Friday, October 29, 2004

Damned if you do, damned if you don't.

I'd like to debunk a line of argument I've heard quite a bit. It goes like this.
Enemies of Bush criticize him for [some action], but if he'd [taken some alternative action], they'd criticize him for that too! Therefore, the criticism is invalid.
It's true that there are people who will criticize any action taken by someone they don't like. They see inadequacy first and find the justification for it later. Pointing that out is essentially an ad hominem attack, and it doesn't make their criticisms invalid. The (supposed) irrationality of your opponent doesn't prove your own rationality.

Here's a hypothetical. Bush has a choice between torturing people or not protecting the country. (This is a false dilemma, but pretend it's not, for hypothetical purposes.) I think it's reasonable to criticize him for not protecting the country. I also think it's reasonable to criticize him for torturing people. Answering either of those criticisms is not a matter of pointing out that I'd criticize both choices. To answer the criticism, you have to show that (1) those really were the only options available, and (2) the option selected was the better. In the (simple) hypothetical situation given, even that is hard because the judgment eventually comes down to values (human rights versus national security) on which people can fundamentally disagree.

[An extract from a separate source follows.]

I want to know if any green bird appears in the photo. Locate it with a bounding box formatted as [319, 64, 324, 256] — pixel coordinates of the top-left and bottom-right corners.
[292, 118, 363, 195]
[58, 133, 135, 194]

I think this kind of argument often makes a different mistake as well, and that's taking members of a group as a whole. (I think of this as similar to outgroup homogeneity, a fancy way of saying, "people who are not my friends are all the same.") They see Alice criticize Bush for doing too much. They see Bob criticize Bush for doing too little. They conclude that "Bush's critics" are inconsistent, even though the individual critics may be completely consistent.

I feel better now. Straw man target practice is always comforting.